Asier reached into his jacket and withdrew a folded black cloth. He shook it out, folded it into a triangle, and tied it behind his head, covering his mouth and nose.

“Is it my scent?” Lyra asked, oddly flattered.

“Yes,” he answered gruffly.

“I’m sorry.”

He shrugged stiffly. “It is safer if we stay close.”

They walked on through the darkness, with Lyra clinging to the back of Asier’s jacket like a frightened child.

Around them, the twisting, whippy trees rustled and swayed in the wind. Stands of canes rattled dryly against each other. Small, dark shadows scurried across the ground in front of them, leapt from tree to tree above their heads. They passed bottle-shaped fungi that pulsed with anemic yellow light. Insects and night creatures called and whirred and chirped and hooted.

Every once in a while, something in the distance let out a scream like a dying rabbit. Each and every time, Lyra nearly jumped out of her skin. Seconds later, each and every time, she had to peel herself off of Asier, who stood rigidly and made pained noises.

“Stop doing that,” Lyra said shakily as he groaned at the feel of her body against his. “You’re making it very difficult to—” she stopped herself.

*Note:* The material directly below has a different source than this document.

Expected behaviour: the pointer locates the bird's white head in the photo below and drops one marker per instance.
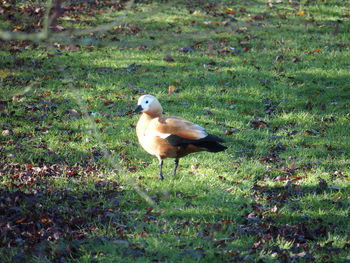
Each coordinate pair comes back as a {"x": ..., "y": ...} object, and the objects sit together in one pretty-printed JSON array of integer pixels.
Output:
[{"x": 150, "y": 105}]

“What?” Asier asked hoarsely.

To let go of you. “Nothing.”

They walked on. Lyra’s hand was a cramped claw, fisted in Asier’s jacket, but she didn’t let go.

The darkness faded, bit by bit, until they were walking in daylight. The planet’s sun was as yellow and bright as Earth’s. But the trees around them were nothing like Earth’s verdant forests. Instead, Asier and Lyra walked through a feverish blend of scarlet, cobalt, and gold foliage. The bark of the trees and the woody stems of vines and bracken ranged from shades of pale ash to bone white. The loam-scented soil was charcoal gray.

The predominant species of tree towered high above them, more than three stories tall. The trunks twisted and curved like rheumatic fingers. The bark was white and papery, sloughing off in dangling sheets. The massive leaves were wine red, shaped like scalloped hexagons, a foot in diameter. They hung in crowded rows beneath the branches, dangling from a long stem. They looked like ladies’ parasols that had been turned inside out by the wind.

There were stout, bulb-shaped conifers, barely any taller than Lyra. Their ashy-gray branches bore midnight-blue needles as thick and long as porcupine quills. A viscous, mint-green resin dripped down their trunks.

Growing in clusters, were narrow, willow-like trees. Their hanging fronds were thick with frilly, heart-shaped, harvest-gold leaves.